Восстановить, что произошло в тот вечер, двадцать девятого октября, оказалось несложно. Сначала вспыхнула ссора между двумя мужчинами — Голдом и Чантри. Голос Чантри звучал громче и громче, так что его последние слова слышали четыре человека: кассир у стойки, управляющий, генерал Барнс и Памела Лайелл.
— Ты, мозгляк! Со мной этот номер не пройдет! Пока я жив, Валентайн останется моей женой, понял?
С этими словами он в ярости выскочил из отеля.
Это было до ужина. После ужина, однако, было достигнуто примирение (никто так и не узнал, как именно).
Валентайн пригласила Марджори Голд прокатиться на автомобиле при луне. Памела и Сара пошли с ними. Голд и Чантри играли в бильярд. После этого они присоединились к Пуаро и генералу Барнсу в гостиной. Чуть ли не впервые за все время Чантри улыбался и казался вполне умиротворенным.
— Хорошо провели время? — осведомился генерал.
— Мне за этим парнем не угнаться! Выбил сорок шесть подряд — где это видано?
Дуглас Голд скромно отмахнулся:
— Просто повезло. Честное слово. Что вы будете? Пойду поймаю официанта.
— Мне розовый джин, спасибо.
— Хорошо. Генерал?
— Спасибо, виски с содовой.
— Я тоже. А вы, месье Пуаро?
— Вы очень любезны. Я бы выпил sirop de cassis.
— Сироп чего?
— Sirop de cassis. Из черной смородины.
— А, ликер. Надеюсь, он здесь есть? Никогда о таком не слышал.
— Да, он здесь есть. Но это не ликер.
Дуглас Голд рассмеялся:
— Чудной у вас вкус! Но каждому — своя отрава. Пойду закажу.
Капитан Чантри сел. Не будучи по натуре особенно общительным человеком, он тем не менее явно старался проявить любезность.
— Удивительно, как привыкаешь обходится без новостей, — заметил он.
Генерал застонал:
— Да уж, не считать же новостями «Континентал дейли мейл» четырехдневной давности! Конечно, мне каждую неделю посылают «Таймс» и «Панч», но пока их дождешься…
— Интересно, не дойдет ли до парламентских выборов из-за этих палестинских дел[50].

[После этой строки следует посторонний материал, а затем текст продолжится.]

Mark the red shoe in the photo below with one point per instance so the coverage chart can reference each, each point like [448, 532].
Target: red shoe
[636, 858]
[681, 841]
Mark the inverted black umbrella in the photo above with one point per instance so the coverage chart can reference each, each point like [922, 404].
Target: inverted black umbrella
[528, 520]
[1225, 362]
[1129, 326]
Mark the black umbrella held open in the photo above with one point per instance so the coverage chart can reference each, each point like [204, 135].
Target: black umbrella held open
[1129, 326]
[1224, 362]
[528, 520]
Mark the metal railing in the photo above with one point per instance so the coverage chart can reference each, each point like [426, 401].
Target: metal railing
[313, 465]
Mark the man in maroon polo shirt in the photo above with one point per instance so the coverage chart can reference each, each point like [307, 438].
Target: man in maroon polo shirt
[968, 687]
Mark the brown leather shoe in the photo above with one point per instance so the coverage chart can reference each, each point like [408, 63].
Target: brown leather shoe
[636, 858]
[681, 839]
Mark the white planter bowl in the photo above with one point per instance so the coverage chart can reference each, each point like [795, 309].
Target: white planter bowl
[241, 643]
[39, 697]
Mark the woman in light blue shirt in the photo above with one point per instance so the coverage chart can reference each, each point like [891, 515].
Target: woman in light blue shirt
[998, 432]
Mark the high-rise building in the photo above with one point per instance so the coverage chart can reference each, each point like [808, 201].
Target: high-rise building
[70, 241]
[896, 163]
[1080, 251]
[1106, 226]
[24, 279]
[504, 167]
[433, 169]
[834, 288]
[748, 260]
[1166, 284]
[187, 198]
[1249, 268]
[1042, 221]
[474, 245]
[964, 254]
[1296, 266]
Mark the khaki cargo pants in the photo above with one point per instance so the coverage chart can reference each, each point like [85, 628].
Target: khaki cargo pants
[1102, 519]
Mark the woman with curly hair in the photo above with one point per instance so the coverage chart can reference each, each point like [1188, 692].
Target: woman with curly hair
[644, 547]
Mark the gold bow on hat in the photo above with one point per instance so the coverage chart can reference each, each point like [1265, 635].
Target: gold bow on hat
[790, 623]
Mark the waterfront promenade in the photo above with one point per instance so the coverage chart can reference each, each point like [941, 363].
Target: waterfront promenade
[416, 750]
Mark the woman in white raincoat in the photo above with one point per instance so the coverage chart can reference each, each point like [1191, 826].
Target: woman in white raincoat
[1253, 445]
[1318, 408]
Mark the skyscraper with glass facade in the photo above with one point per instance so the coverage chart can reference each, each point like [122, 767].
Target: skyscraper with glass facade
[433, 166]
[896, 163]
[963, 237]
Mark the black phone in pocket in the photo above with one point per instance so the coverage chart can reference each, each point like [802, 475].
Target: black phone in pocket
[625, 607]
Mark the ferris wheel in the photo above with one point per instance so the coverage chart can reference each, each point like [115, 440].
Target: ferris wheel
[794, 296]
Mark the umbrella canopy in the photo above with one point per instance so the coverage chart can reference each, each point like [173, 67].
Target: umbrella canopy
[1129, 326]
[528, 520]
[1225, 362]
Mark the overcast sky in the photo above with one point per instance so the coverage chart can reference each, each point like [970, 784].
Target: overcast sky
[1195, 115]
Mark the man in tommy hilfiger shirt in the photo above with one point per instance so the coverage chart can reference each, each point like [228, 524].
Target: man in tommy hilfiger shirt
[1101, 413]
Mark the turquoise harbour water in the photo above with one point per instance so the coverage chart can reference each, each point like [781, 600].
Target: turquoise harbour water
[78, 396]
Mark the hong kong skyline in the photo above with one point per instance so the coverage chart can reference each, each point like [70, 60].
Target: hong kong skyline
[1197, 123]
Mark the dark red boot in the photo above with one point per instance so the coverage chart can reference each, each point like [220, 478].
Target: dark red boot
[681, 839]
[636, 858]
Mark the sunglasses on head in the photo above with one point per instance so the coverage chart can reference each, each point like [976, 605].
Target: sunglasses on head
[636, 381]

— Они там наломали дров, — заявил генерал.
Дуглас Голд возвратился к столику в сопровождении официанта с напитками. Генерал как раз начинал рассказывать историю о своей службе в Индии в 1905 году. Два англичанина слушали его вежливо, но без особого интереса. Эркюль Пуаро цедил свой sirop de cassis.
Генерал добрался до кульминации рассказа, раздался дежурный смех. Затем в дверях появились дамы. Все они были оживленны, болтали и смеялись.
— Тони, котик, это просто божественно! — воскликнула Валентайн, опускаясь в кресло подле мужа. — Миссис Голд чудесно это придумала. Вы должны были поехать с нами!
— Кто хочет выпить? — спросил капитан Чантри, оглядывая компанию.
— Мне розовый джин, котик, — сказала Валентайн.
— Джин с имбирным пивом, — сказала Памела.
— Сайдкар[51], — сказала Сара.
— Отлично. — Чантри встал и подвинул нетронутый стакан розового джина жене. — Пей, я закажу себе другой. Что вам, миссис Голд?
Миссис Голд как раз отдавала плащ мужу. Она обернулась с улыбкой:
— Можно мне оранжад?
— Оранжад, отлично.
Он пошел к двери. Миссис Голд говорила:
— Это было прекрасно, Дуглас. Жаль, что ты не поехал.
— Мне тоже жаль. Ну в другой раз, ладно?
Они улыбнулись друг другу. Валентайн Чантри взяла стакан и залпом выпила розовый джин.
— О, как я об этом мечтала! — выдохнула она.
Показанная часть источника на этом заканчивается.